Figure 3 shows the estimated COVID‐19 prevalence rates for 5 selected days during the 20‐day study period. In the beginning, on April 3, 2020, the prevalence rates were spatially smooth. By April 22, the COVID‐19 infection had spread to most northeast and southern states, and several hotspots were noted in large metropolitan as well as small rural counties such as Apache, Navajo, and Coconino in Arizona (Figure 4).

Figure 3.

Estimated COVID‐19 (Denoised) Prevalence per 100,000 Population From the Fitted Spatiotemporal Model: April 3 to April 22, 2020.

Figure 4.

Hotspots of COVID‐19 Estimated (Denoised) Prevalence: April 3 to April 22, 2020.

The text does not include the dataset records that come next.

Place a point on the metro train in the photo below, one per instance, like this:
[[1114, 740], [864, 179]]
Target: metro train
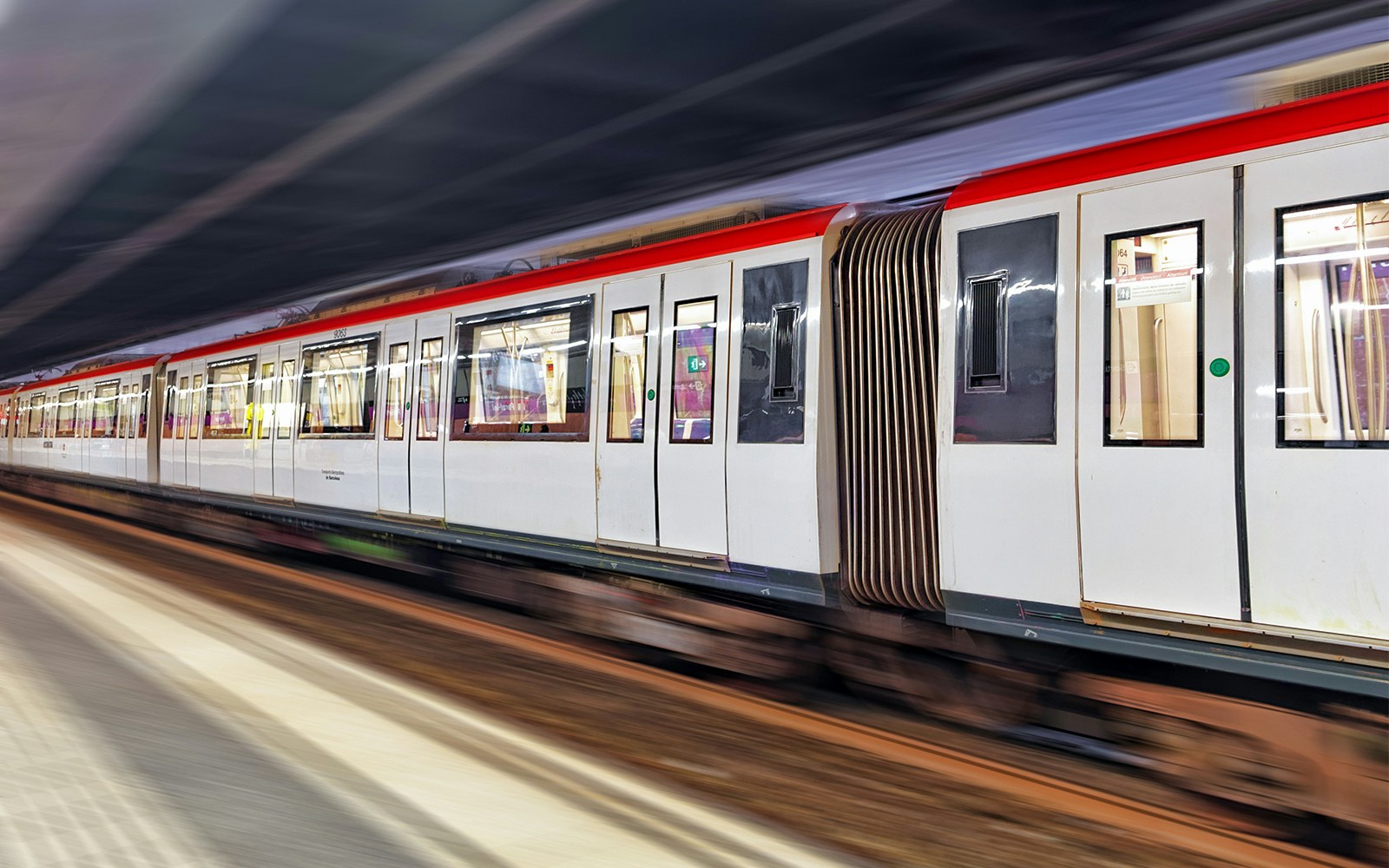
[[1129, 402]]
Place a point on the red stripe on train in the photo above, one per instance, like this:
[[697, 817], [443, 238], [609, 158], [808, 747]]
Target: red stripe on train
[[1321, 115]]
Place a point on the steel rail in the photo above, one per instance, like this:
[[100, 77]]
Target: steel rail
[[1160, 825]]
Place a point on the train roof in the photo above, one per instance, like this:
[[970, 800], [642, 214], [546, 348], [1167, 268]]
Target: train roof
[[1321, 115], [774, 231], [136, 365]]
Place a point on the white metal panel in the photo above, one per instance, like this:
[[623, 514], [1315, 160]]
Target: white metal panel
[[427, 472], [337, 472], [288, 416], [1020, 493], [528, 486], [774, 490], [224, 464], [393, 455], [1157, 523], [138, 460], [175, 462], [1317, 535], [627, 470], [691, 477], [85, 424]]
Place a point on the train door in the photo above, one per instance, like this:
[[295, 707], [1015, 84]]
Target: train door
[[196, 418], [1317, 389], [174, 446], [393, 449], [1156, 420], [288, 416], [131, 411], [83, 437], [427, 444], [263, 425], [627, 393]]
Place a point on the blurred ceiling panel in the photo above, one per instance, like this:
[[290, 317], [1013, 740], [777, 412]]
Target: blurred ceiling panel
[[168, 161]]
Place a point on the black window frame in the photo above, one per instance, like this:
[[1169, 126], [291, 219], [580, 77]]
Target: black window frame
[[1280, 381], [581, 330], [1199, 442]]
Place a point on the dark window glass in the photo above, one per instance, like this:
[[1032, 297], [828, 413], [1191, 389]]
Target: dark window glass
[[1153, 389], [339, 388], [627, 377], [1333, 274], [524, 374]]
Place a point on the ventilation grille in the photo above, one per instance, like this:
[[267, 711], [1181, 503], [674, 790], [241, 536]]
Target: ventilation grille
[[1326, 83], [985, 317], [885, 326]]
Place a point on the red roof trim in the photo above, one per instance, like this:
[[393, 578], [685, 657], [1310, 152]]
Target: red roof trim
[[778, 229], [94, 374], [1323, 115]]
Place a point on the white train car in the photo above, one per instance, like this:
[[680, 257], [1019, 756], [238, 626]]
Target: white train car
[[1148, 391], [94, 423], [1170, 389], [657, 404]]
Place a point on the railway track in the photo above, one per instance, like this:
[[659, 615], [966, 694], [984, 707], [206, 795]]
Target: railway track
[[1109, 814]]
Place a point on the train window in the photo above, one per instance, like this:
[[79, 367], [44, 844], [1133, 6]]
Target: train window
[[431, 374], [1333, 286], [771, 379], [142, 431], [170, 403], [67, 414], [264, 413], [229, 414], [198, 417], [106, 409], [692, 378], [122, 424], [398, 358], [524, 374], [627, 377], [1153, 337], [36, 416], [339, 388], [285, 413], [181, 418]]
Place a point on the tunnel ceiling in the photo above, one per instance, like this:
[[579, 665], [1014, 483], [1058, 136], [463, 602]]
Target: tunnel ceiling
[[306, 145]]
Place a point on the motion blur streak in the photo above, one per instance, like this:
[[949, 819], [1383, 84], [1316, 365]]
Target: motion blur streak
[[469, 60]]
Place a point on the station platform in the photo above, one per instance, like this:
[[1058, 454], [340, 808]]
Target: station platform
[[143, 727]]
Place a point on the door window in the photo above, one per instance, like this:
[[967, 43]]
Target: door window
[[692, 386], [396, 385], [285, 413], [1333, 296], [1153, 338], [196, 420], [431, 372], [106, 411], [266, 402], [627, 377]]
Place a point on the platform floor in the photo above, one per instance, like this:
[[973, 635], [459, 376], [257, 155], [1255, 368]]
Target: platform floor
[[142, 727]]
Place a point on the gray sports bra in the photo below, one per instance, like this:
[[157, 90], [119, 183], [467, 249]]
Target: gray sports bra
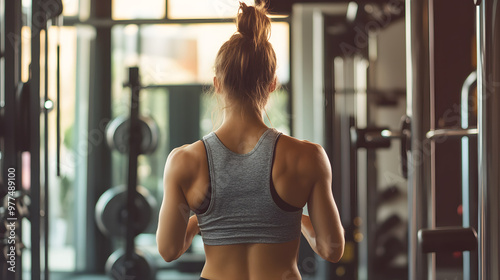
[[242, 205]]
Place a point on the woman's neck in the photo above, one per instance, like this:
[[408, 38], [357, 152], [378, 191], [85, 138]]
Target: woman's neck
[[242, 119]]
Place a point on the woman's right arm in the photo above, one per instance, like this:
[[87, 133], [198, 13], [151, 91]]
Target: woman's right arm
[[322, 228]]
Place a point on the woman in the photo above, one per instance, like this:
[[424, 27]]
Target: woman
[[246, 182]]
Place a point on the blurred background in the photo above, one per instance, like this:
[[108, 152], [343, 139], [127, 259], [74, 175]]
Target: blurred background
[[388, 87]]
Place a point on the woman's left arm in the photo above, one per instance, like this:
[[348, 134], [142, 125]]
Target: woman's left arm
[[175, 229]]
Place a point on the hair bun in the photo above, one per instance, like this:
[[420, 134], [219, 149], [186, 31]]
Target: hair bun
[[253, 23]]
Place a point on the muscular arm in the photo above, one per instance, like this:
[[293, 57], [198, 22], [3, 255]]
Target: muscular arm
[[175, 229], [323, 229]]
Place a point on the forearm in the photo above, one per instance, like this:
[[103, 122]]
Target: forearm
[[191, 231]]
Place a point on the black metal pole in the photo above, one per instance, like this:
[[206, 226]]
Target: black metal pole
[[38, 22], [134, 138]]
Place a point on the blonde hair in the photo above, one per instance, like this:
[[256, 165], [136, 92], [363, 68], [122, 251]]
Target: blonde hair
[[245, 65]]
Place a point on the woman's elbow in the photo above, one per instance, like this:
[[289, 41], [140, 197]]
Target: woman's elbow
[[333, 250], [169, 254]]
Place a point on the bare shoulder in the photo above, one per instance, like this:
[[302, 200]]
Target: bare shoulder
[[303, 149], [307, 156], [184, 162]]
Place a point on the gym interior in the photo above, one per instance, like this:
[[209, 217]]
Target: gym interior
[[404, 96]]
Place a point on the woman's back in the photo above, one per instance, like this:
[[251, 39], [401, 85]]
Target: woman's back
[[249, 209], [292, 178]]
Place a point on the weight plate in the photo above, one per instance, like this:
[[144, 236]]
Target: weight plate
[[110, 211], [140, 266], [117, 134]]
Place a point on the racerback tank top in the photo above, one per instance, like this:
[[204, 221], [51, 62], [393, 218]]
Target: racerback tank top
[[243, 205]]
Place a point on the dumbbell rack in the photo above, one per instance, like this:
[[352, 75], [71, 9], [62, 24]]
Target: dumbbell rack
[[131, 262]]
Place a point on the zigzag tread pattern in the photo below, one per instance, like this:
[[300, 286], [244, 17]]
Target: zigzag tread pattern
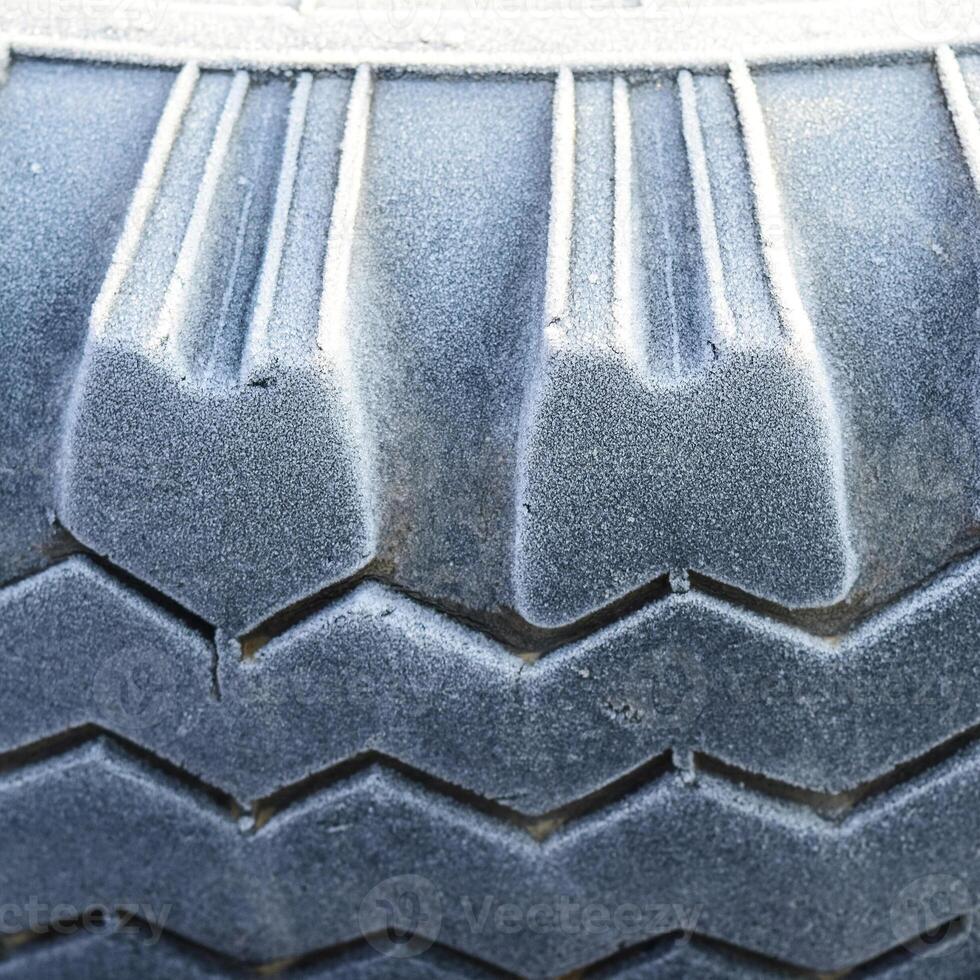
[[376, 823], [273, 300]]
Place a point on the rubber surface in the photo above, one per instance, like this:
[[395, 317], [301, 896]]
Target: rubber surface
[[538, 506]]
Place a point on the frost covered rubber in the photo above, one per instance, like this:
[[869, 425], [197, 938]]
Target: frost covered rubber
[[489, 491]]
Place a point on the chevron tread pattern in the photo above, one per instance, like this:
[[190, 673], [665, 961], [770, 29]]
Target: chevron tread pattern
[[515, 481]]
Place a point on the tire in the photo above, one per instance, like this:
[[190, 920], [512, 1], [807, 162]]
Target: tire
[[482, 499]]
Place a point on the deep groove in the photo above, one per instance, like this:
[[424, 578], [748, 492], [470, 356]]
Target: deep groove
[[507, 628], [21, 944], [540, 827], [73, 739], [71, 547], [835, 807]]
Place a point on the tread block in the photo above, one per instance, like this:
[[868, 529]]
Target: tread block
[[203, 384], [671, 426]]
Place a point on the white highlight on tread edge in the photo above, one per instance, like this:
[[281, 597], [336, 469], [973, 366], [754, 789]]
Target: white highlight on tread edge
[[145, 195], [768, 213], [627, 334], [698, 165], [558, 266], [961, 109], [175, 301], [343, 218], [272, 261], [782, 280]]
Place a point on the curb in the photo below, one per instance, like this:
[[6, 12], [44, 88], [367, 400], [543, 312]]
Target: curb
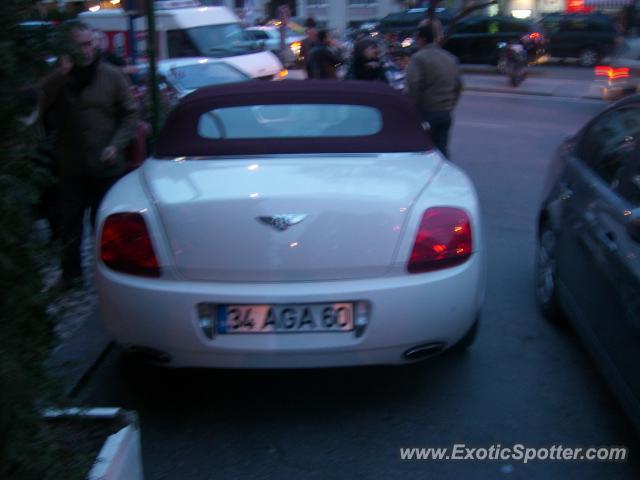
[[75, 359], [516, 91]]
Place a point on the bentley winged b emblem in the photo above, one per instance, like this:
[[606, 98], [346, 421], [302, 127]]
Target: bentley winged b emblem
[[283, 221]]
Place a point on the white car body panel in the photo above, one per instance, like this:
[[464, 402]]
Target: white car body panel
[[115, 23], [256, 65], [404, 310], [353, 226]]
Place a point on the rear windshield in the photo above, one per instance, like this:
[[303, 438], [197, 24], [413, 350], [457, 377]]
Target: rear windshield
[[628, 51], [290, 121], [195, 76]]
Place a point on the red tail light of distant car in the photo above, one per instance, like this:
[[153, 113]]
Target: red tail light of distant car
[[611, 73], [443, 240], [125, 245]]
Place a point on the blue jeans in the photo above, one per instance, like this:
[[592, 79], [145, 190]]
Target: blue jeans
[[440, 123]]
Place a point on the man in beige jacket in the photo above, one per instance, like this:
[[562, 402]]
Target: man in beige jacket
[[434, 84], [95, 116]]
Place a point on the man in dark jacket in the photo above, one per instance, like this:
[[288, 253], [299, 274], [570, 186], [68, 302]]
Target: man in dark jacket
[[96, 116], [323, 58], [434, 84]]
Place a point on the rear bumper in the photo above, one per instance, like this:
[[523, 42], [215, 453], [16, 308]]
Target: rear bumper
[[404, 312]]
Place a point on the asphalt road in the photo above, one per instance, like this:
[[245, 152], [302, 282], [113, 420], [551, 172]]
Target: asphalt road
[[524, 381]]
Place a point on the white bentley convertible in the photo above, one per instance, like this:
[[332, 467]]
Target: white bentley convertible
[[291, 224]]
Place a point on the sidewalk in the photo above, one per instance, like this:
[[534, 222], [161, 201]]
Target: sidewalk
[[81, 336]]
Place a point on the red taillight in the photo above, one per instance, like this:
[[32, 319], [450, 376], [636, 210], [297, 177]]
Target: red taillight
[[443, 240], [611, 73], [125, 245], [536, 37]]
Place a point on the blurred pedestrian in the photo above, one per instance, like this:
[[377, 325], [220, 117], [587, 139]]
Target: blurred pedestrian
[[434, 84], [323, 58], [96, 116], [366, 63], [309, 42]]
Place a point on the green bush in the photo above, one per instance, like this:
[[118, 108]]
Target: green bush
[[26, 331]]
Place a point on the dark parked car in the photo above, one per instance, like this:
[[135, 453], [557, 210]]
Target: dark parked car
[[404, 24], [621, 75], [588, 256], [477, 39], [587, 37]]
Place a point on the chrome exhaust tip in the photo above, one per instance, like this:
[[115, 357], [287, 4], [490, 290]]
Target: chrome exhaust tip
[[149, 354], [424, 351]]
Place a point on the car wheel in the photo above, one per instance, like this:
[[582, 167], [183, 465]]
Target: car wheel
[[546, 274], [588, 57], [502, 65]]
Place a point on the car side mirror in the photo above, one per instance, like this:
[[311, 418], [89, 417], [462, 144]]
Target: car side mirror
[[633, 228]]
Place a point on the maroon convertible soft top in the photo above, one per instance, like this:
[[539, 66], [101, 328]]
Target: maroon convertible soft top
[[401, 129]]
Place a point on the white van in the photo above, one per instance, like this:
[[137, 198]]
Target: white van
[[188, 32]]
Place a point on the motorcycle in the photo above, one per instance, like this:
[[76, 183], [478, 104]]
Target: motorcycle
[[513, 62]]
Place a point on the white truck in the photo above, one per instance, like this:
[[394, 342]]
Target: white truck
[[189, 31]]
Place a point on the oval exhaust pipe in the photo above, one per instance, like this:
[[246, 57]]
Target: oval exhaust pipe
[[149, 354], [423, 351]]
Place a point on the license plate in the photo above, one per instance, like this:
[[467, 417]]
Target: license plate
[[326, 317]]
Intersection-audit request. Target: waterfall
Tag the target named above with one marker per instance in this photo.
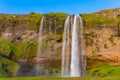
(39, 51)
(65, 51)
(73, 60)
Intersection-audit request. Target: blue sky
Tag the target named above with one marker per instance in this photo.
(45, 6)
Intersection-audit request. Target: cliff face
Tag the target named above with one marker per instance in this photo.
(19, 34)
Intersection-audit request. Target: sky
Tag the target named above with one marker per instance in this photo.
(46, 6)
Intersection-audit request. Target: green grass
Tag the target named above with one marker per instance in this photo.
(104, 71)
(7, 67)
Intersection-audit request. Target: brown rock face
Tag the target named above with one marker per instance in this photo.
(104, 47)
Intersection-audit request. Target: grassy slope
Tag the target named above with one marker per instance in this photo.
(7, 67)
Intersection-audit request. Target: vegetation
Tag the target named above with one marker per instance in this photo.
(104, 71)
(7, 67)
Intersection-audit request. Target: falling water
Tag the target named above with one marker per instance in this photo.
(73, 63)
(39, 51)
(65, 51)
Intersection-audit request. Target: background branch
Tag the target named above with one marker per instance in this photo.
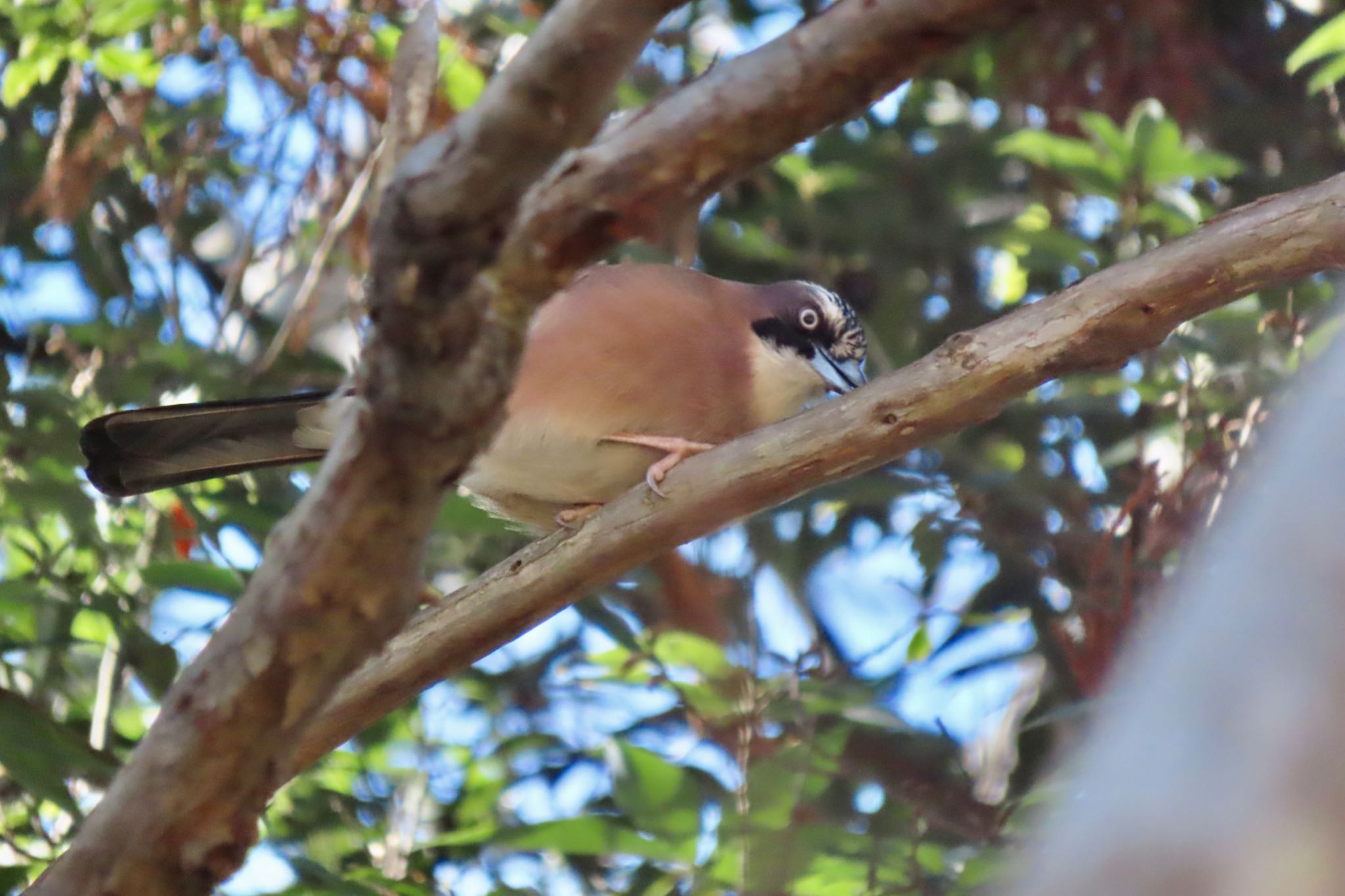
(1097, 323)
(342, 571)
(1218, 759)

Lastly, we mapped counties showing a significant increasing, decreasing, or stable pattern of daily percentage change of prevalence rates over 14 days (Figure 5). There were 580 counties, mostly in the southern and southeastern states, that showed significantly decreasing percent change. However, a cluster of 5 counties in Nevada (Churchill, Elko, Eureka, Lander, and Perishing), 2 counties in Arizona (Gila and Yavapai), and 1 county in Kanasas (Wallace) showed significant (at 5% level of significance) increasing percentage change over a 14‐day period. For most of the counties, the percentage change in the COVID‐19 prevalence was stable as of April 22, 2020.

Figure 5.

Significant Increase or Decrease of Percentage Change in Prevalence Over a 14‐Day Period.

Discussion

This study demonstrates the spatiotemporal association of demographic, smoking, and chronic diseases with COVID‐19 prevalence at a granular level in rural and urban counties. Urban counties, on average, had a substantially higher prevalence of COVID‐19. The increasing county‐level population of blacks, those aged 25‐49 years, smokers, and obese were associated with increased rural COVID‐19 prevalence rates.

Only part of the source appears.